Sterling Solutions, a cross-laminated timber mat manufacturing company, has grown from 112 to 530 employees since 2014. New Sterling manufacturing plants are located in formerly successful manufacturing towns of Phoenix, Illinois, and Lufkin, Texas. To develop their local workforce, Sterling engages with high schools and community colleges to advertise opportunities in the mass timber industry, along with offering an educational program called Sterling University, which teaches life skills and English as a second language courses.

After mass timber products are created, there are additional hurdles to using them in building construction. WoodWorks, a nonprofit, provides construction workers a tool to estimate costs and assess how an overall project will function, reducing risks associated with trying these relatively new products. There have been 921 mass timber construction projects initiated in the United States to date, of which 384 have been built and 537 are in the design stage. And there is potential for much more--WoodWorks estimates 17,000 buildings annually could use mass timber elements.

Small Business

Freres Lumber and Sterling Solutions were each family-owned businesses that have proven to be vehicles of innovation and economic opportunity for their local communities. EESI’s final briefing highlighted three other small businesses and the workforce opportunities small businesses provide.
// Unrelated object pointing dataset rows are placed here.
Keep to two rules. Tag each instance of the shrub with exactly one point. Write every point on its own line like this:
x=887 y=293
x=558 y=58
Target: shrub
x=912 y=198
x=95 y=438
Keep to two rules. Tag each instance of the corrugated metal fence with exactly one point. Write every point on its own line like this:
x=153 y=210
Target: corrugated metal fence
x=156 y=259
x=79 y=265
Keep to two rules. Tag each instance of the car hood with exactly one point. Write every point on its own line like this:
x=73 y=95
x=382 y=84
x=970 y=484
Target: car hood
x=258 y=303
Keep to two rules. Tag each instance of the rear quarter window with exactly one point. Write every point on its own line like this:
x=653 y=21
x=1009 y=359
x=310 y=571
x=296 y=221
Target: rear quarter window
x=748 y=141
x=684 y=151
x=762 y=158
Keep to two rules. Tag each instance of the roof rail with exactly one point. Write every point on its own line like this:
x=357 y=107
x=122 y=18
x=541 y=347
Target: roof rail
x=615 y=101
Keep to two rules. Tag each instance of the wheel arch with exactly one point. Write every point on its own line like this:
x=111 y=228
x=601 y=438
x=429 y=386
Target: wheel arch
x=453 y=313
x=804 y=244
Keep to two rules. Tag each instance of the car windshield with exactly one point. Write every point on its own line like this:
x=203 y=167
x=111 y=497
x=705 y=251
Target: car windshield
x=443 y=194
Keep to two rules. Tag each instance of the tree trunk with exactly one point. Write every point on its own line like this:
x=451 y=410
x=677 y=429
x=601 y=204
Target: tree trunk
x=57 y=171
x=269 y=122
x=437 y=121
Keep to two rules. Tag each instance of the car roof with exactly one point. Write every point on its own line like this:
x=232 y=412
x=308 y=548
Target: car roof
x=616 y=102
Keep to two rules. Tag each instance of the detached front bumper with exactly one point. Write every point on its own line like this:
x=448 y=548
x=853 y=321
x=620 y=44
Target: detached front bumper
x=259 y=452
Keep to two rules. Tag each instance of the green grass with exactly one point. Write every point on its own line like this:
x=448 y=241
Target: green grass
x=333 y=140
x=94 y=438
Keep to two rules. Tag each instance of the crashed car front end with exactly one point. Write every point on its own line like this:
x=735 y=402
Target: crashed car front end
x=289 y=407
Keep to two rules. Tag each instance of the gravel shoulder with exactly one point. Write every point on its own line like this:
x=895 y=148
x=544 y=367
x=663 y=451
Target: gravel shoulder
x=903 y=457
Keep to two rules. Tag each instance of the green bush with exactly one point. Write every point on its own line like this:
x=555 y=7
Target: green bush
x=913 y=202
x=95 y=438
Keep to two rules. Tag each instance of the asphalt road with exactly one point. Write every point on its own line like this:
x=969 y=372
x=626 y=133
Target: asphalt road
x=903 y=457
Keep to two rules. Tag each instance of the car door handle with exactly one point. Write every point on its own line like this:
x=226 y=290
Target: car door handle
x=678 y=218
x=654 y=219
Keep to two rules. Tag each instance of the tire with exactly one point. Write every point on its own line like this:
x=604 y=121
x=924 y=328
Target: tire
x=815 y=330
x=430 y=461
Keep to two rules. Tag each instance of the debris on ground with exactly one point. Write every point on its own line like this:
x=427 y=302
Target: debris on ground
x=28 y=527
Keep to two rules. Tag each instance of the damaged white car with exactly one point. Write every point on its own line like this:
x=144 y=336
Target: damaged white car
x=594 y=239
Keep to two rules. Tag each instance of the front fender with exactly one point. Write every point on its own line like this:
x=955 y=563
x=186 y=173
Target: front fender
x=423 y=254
The energy efficiency sector has been particularly hard hit by COVID-19; 345,000 jobs were lost since March. Leticia Colon de Mejias, owner of Energy Efficiencies Solutions, noted that her company currently employs 22 people and has trained over 120 people in energy efficiency skills. Energy efficiency careers can provide substantial emissions savings and provide local workforce opportunities that cannot be offshored, but finding appropriate workers remains a challenge. Colon de Mejias suggested the Bureauof Labor update codes to better recognize the careers and benefits energy efficiency can offer, and provide additional funding resources for training programs.

The other two companies represented on the panel, Ocean Renewable Power Company (ORPC), and Azavea, discussed how federal grants for innovation help create jobs and improve efficiency in the renewable energy and geospatial data visualization space, respectively. Azavea developed ten new products with support from awards from the Small Business Innovation and Research grant program, coordinated by the Small Business Administration. These products have been used to assist municipalities and other organizations in developing climate risk management plans at a lower cost than hiring full-time GIS professionals.

Similarly, ORPC has received innovation grants from multiple federal agencies to design, build, and launch hydrokinetic energy devices. Some of ORPC’s most recent work is with the remote Alaskan village of Igiugig, where ORPC’s technology was able to replace diesel fuel generation and provide locals with maintenance and installation jobs. Such success could be replicated in other remote areas dependent on diesel generation.